Are actually teraflops the correct metric to measure GPU compute power on consoles?

I think AMD's technology is better at efficiency nowadays. I was SO happy when first rumours said MS would go AMD this gen...

From the mid range downwards you're probably right although it's pretty close. While it's a little faster the the 650Ti and has a lower TDP, from what I've seem the measured power draw from the 650Ti is pretty much equal.

AMD's compute advantage may turn out to be a big plus moving forwards though. From what I've seen and heard Kepler is competitive - although still a little slower in direct compute which is what would be used - at least in the PC world for graphics based compute work however it can be vastly slower in OpenCL. This however isn't necessarily down to it being rubbish and more about it having to be very carefully tuned for maximum performance. i.e. is has a lot of very easy to encounter performance cliffs which the regular (unoptimised) benchmarks are probably falling off left right and centre. Consoles wouldn't suffer that as much.

It is also interesting to note that the 7790 is a 896 sp part clocked around 1ghz with the aforementioned 128 bits bus and it seems to be exactly half as powerful as the Tahiti GPU which also goes in line with the rumoured 1792sps/256 bits bus part for 8870 which should match Tahiti line in performance if the chip is configured the same way as this excellent Bonaire.

I don't agree with this. There's nothing fundamentally more performant about Bonaire compared to any other GCN GPU including Tahiti. It uses the more or less exact same functional units just in a different configuration.
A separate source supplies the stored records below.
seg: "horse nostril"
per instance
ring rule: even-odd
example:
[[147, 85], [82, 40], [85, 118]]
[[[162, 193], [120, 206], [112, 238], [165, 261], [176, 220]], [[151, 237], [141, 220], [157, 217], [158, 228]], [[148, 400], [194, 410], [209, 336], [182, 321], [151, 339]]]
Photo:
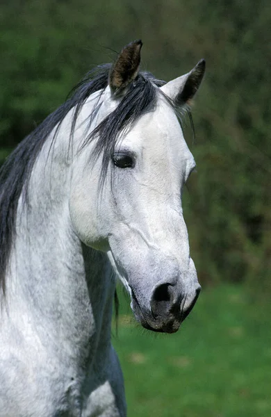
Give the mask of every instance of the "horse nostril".
[[154, 292], [152, 300], [154, 302], [170, 301], [170, 293], [169, 286], [170, 284], [162, 284], [159, 285]]

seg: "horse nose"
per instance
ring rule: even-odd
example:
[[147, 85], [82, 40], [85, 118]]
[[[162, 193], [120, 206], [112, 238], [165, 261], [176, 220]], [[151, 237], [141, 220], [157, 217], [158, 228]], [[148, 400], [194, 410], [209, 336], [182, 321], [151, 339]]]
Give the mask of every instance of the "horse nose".
[[166, 282], [157, 286], [151, 298], [151, 310], [154, 318], [172, 311], [174, 306], [181, 304], [181, 294], [176, 294], [176, 286]]
[[[177, 289], [177, 286], [170, 283], [161, 284], [157, 286], [151, 298], [151, 311], [154, 318], [165, 316], [169, 313], [172, 313], [176, 318], [183, 321], [193, 308], [201, 291], [200, 286], [195, 291], [195, 297], [189, 306], [186, 309], [185, 300], [186, 297], [183, 293]], [[182, 301], [184, 301], [184, 309], [181, 309]]]

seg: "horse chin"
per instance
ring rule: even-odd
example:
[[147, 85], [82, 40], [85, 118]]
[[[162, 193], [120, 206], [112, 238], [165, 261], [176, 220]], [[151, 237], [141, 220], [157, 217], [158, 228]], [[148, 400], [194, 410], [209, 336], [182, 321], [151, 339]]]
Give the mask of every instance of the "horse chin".
[[176, 333], [181, 323], [181, 317], [172, 313], [154, 317], [151, 312], [140, 306], [136, 298], [132, 296], [131, 308], [136, 320], [147, 330], [156, 333]]

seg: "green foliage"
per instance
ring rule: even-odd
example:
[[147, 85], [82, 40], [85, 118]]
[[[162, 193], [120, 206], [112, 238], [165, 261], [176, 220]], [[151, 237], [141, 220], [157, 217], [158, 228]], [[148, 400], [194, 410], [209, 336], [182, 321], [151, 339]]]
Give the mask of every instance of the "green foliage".
[[129, 417], [271, 415], [270, 306], [257, 309], [244, 286], [203, 291], [170, 335], [142, 334], [120, 301], [113, 345]]
[[10, 0], [0, 7], [2, 159], [85, 72], [131, 40], [143, 40], [142, 67], [166, 80], [206, 58], [190, 147], [198, 174], [183, 195], [192, 255], [202, 282], [245, 281], [256, 295], [268, 293], [270, 2]]

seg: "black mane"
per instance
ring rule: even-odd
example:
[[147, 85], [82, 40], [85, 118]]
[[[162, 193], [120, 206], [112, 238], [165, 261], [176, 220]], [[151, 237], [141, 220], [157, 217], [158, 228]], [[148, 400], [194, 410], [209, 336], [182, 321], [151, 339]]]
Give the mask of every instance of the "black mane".
[[[103, 91], [108, 85], [110, 64], [97, 67], [90, 72], [74, 89], [67, 101], [47, 117], [10, 154], [0, 170], [0, 286], [5, 293], [5, 275], [15, 233], [18, 201], [24, 193], [27, 204], [27, 188], [35, 161], [44, 143], [54, 127], [58, 126], [72, 108], [74, 113], [70, 140], [79, 113], [92, 93]], [[94, 154], [102, 155], [101, 179], [105, 179], [110, 157], [120, 133], [129, 128], [142, 114], [149, 111], [156, 102], [156, 86], [164, 84], [150, 73], [140, 72], [128, 87], [117, 108], [110, 113], [85, 140], [82, 147], [97, 139]], [[93, 111], [99, 110], [99, 106]], [[90, 121], [92, 116], [90, 115]]]

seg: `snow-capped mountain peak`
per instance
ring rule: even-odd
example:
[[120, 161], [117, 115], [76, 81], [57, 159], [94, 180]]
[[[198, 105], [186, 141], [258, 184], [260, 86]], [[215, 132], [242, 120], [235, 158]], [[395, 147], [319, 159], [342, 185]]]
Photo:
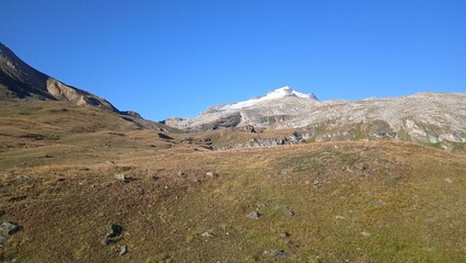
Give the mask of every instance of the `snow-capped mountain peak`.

It does seem more power efficient but that's likely down to the more refined process it's built on similar to NV's 7xx series.

There aren't many benchmarks out there comparing the two but those that I've seen do put the 7970Ghz at only a little more than twice as fast. However they're only comparing at modest settings and thus the higher end card isn't being pushed to it's full potential. What if the comparisons were being made at 5760x1080? Do you think the 7790 would still be half as fast? And of course in some respects the 7970Ghz IS only twice as fast as the 7790 (setup rate, fill rate) so it's unreasonble to expect a more than double performance in every situation.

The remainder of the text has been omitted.